Execute a prepared transaction (for interactive mode)
AI agents invoke execute_transaction to trigger actions in Telos Network MCP Server. What it does depends on the arguments the agent supplies, and its effects often reach beyond the immediate call — builds kicked off, notifications sent, workflows started.
While this could be classified as Financial (since it executes transactions on a DeFi platform), the Execute category is more precise because the tool's primary function is to execute/run prepared transactions whose effects depend on the transaction arguments. The Financial impact is a consequence of execution, not the mechanism itself.
From the tool's definition Tool name 'execute_transaction' combined with description 'Execute a prepared transaction' indicates the tool runs blockchain transactions.

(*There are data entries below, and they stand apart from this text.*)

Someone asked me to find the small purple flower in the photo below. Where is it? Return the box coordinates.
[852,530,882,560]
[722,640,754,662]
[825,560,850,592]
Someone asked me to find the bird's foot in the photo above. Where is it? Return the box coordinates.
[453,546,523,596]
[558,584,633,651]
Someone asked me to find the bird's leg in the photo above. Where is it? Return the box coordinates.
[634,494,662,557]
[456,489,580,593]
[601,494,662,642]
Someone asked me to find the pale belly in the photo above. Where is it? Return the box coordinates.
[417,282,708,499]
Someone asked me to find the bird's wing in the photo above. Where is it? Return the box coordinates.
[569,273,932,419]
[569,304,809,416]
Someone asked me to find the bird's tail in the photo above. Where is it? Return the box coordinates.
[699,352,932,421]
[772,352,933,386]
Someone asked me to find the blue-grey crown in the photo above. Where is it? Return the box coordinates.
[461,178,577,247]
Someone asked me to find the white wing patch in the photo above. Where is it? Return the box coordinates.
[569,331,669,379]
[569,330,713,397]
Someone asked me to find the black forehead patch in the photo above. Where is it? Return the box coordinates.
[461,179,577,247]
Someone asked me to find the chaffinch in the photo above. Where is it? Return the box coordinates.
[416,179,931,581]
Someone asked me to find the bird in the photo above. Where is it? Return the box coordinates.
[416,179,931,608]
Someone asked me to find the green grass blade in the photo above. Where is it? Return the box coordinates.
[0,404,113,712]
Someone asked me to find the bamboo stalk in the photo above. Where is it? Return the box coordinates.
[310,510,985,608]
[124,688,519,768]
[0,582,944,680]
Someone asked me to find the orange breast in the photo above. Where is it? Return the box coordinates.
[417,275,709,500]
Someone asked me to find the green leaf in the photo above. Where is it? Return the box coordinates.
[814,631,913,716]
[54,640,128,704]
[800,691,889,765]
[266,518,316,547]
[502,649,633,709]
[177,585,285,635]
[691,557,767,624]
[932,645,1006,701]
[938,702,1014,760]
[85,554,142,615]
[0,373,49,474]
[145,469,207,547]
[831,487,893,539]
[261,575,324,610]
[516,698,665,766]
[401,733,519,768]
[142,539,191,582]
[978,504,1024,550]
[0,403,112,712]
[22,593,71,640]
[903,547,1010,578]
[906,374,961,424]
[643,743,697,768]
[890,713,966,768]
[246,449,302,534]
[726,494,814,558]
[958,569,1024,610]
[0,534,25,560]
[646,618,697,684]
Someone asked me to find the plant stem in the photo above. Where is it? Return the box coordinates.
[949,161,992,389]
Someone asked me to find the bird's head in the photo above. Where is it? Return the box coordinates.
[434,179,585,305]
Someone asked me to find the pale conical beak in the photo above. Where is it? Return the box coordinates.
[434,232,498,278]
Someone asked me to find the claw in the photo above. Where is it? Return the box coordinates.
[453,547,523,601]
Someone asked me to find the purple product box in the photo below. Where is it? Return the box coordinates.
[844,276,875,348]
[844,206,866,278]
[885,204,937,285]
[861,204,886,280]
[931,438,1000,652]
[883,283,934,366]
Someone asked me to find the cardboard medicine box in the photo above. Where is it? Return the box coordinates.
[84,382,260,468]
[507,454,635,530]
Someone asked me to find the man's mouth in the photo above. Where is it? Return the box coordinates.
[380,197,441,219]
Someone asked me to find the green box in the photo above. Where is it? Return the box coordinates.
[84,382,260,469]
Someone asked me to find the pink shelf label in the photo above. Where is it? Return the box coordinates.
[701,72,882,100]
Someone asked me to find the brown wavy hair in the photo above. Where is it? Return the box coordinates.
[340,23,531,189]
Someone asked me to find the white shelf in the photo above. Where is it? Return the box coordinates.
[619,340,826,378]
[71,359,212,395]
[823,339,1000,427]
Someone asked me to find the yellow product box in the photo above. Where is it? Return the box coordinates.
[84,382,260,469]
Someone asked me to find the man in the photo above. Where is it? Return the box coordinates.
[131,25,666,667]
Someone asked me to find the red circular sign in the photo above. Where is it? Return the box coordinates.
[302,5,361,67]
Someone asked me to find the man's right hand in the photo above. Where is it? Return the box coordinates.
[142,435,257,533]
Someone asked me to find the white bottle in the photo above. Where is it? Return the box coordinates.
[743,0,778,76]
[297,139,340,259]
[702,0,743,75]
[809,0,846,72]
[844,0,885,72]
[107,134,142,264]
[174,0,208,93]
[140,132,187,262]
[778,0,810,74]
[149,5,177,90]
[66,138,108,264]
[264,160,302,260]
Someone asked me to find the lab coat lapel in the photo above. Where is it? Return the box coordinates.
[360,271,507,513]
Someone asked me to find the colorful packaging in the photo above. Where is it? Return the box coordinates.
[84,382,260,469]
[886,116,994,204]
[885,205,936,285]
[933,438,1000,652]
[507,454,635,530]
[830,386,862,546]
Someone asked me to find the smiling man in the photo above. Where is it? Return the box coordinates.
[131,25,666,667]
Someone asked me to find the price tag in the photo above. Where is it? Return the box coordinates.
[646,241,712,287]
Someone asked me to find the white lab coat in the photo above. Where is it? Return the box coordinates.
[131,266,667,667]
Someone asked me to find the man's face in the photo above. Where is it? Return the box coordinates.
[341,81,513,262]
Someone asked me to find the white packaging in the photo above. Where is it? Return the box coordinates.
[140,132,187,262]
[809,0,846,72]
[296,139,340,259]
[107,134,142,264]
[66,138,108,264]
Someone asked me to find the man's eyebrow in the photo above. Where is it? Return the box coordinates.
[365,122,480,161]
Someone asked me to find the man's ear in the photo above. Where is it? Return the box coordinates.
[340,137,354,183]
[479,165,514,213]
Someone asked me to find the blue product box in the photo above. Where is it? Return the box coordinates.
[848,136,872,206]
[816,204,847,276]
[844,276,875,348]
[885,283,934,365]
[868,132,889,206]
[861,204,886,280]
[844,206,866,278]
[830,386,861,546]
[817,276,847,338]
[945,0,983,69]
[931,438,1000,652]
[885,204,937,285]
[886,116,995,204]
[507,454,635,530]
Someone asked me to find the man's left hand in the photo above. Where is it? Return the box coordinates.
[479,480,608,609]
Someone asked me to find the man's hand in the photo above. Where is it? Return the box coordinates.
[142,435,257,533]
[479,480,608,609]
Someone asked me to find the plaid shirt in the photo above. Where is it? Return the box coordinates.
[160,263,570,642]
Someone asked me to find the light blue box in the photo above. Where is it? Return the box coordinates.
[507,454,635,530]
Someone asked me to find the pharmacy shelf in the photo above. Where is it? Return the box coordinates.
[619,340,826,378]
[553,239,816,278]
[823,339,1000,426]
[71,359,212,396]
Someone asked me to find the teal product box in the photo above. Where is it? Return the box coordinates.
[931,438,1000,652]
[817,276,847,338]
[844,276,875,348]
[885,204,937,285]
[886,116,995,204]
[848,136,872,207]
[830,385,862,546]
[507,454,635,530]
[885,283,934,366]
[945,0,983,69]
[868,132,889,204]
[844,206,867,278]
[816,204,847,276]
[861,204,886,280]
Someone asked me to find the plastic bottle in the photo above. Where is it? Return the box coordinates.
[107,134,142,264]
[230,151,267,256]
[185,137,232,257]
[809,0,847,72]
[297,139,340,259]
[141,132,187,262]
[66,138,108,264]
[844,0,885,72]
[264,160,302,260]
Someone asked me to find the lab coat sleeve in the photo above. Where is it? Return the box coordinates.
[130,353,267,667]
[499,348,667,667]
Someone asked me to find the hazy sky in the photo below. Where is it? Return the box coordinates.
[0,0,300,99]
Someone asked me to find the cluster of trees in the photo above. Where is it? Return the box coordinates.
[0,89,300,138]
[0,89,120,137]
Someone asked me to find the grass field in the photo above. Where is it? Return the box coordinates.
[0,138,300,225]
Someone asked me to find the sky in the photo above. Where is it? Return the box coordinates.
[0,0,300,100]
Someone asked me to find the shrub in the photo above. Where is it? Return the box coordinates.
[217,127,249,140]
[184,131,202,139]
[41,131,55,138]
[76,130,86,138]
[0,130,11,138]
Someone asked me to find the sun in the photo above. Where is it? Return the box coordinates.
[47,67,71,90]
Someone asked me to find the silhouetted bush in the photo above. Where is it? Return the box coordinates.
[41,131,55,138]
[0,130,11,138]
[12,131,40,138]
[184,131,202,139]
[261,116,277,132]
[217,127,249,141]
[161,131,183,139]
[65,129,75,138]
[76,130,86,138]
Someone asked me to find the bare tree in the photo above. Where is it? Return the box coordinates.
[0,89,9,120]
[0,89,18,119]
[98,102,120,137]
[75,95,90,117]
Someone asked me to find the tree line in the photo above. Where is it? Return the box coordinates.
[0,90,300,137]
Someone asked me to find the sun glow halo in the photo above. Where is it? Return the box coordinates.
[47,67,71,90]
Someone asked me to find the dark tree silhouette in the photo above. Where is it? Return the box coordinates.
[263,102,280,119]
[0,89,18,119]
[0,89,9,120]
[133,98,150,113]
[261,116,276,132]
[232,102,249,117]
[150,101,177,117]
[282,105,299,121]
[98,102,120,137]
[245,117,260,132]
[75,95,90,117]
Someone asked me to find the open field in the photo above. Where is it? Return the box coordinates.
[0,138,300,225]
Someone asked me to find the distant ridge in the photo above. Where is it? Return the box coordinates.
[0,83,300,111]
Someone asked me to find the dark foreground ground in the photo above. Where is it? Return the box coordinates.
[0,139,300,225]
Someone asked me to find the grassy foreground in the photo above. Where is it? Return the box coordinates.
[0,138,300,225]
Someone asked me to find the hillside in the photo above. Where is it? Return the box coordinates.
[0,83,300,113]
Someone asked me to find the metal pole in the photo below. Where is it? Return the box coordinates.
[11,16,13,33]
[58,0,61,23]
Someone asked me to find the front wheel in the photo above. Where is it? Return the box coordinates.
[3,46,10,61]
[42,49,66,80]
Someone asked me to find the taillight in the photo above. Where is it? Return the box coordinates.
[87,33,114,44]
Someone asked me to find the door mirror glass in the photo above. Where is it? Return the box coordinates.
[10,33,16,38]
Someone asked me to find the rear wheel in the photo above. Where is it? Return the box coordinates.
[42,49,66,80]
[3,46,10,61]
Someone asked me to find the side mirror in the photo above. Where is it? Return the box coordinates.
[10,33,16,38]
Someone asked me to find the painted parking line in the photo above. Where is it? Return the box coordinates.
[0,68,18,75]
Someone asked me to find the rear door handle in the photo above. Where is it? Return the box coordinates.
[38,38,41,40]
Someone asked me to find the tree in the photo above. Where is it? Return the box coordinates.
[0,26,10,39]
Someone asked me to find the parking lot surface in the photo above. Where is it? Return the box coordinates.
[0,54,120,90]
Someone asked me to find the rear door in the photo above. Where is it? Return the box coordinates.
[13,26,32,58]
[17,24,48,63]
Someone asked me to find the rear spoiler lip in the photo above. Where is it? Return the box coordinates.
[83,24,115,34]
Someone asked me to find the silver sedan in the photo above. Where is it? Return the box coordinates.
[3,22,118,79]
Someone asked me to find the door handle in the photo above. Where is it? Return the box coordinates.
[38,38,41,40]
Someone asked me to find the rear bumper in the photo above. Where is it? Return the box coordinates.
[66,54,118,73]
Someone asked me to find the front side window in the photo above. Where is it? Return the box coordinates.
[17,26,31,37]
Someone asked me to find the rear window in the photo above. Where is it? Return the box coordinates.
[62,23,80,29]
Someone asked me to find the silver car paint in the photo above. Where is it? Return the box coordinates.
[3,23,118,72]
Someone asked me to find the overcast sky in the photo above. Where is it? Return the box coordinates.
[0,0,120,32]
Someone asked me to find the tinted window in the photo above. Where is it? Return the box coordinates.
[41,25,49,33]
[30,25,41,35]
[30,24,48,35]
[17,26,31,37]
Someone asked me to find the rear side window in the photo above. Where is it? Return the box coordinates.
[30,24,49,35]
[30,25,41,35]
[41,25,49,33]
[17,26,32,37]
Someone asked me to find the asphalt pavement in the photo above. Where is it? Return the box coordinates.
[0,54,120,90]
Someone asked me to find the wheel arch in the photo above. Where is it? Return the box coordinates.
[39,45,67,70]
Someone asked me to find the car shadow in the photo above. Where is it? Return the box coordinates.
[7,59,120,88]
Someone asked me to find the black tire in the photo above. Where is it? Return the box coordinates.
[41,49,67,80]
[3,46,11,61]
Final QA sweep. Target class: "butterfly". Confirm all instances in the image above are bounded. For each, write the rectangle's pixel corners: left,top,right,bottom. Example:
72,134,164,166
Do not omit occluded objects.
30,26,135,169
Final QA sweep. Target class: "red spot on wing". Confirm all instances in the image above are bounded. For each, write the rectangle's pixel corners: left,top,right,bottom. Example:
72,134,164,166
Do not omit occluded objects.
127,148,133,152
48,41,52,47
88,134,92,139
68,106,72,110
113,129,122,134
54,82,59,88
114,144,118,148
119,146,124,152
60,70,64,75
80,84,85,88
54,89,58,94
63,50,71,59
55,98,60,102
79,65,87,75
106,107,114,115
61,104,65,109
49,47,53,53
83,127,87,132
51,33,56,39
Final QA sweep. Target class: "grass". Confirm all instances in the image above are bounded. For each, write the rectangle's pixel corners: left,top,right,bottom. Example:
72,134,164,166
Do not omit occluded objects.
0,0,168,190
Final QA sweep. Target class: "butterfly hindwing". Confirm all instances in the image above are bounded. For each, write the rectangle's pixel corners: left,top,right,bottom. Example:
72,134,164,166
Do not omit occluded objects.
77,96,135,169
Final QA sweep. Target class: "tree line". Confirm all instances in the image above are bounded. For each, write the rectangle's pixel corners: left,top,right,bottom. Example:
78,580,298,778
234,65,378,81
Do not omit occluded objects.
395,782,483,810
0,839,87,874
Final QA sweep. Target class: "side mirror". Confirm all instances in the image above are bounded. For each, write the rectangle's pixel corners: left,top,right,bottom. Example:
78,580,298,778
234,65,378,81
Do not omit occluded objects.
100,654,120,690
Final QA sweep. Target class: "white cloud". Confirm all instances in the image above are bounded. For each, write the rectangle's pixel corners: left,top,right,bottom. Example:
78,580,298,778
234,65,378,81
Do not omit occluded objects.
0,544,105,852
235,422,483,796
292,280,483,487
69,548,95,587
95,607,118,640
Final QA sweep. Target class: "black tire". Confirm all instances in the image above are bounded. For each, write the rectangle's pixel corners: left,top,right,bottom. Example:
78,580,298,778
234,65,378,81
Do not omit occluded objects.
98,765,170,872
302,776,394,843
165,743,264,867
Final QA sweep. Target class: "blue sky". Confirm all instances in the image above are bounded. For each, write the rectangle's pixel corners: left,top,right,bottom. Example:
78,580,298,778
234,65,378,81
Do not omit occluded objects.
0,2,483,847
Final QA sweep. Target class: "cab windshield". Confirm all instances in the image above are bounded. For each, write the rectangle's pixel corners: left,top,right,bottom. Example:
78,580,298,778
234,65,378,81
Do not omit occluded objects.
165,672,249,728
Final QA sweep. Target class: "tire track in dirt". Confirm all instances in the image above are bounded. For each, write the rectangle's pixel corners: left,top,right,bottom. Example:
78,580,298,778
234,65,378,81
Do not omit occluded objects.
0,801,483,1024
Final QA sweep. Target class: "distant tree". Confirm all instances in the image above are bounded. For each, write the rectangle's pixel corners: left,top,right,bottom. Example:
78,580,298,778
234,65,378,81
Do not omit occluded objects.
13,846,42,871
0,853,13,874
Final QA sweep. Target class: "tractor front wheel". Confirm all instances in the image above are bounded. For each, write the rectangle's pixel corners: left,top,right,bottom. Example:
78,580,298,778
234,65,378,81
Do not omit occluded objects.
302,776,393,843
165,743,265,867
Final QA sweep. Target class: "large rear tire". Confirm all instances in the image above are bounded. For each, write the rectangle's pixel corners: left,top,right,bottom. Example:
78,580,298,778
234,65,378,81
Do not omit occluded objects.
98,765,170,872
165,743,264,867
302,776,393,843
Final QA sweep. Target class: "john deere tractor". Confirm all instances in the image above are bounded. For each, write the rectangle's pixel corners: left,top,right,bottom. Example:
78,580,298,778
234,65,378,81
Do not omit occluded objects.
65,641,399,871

Attacks that exploit this kind of access
Execute a prepared transaction (for interactive mode). It is categorised as a Execute tool in the Telos Network MCP Server MCP Server, which means it can trigger actions or run processes. Use rate limits and argument validation.
Register the Telos Network MCP Server MCP server in PolicyLayer and add a rule for execute_transaction: allow, deny, rate-limit, or require approval. Point your MCP client at the PolicyLayer proxy URL and the rule is enforced on every call, before it reaches Telos Network MCP Server. Nothing to install.
execute_transaction is a Execute tool with high risk. Execute tools should be rate-limited and have argument validation enabled.
Yes. Add a rate_limit block to the execute_transaction rule in your PolicyLayer policy. For example, setting max: 10 and window: 60 limits the tool to 10 calls per minute. Rate limits are tracked per agent session and reset automatically.
Set action: deny in the PolicyLayer policy for execute_transaction. The AI agent will receive a policy violation error and cannot call the tool. You can also include a reason field to explain why the tool is blocked.
execute_transaction is provided by the Telos Network MCP Server MCP server (tairon-ai/telos-mcp). PolicyLayer sits as a proxy in front of this server to enforce policies before tool calls reach the server.
Every MCP server has a record like this.
Type a name, get the same breakdown: verified identity, auth posture, risk grade, capabilities, recommended policy.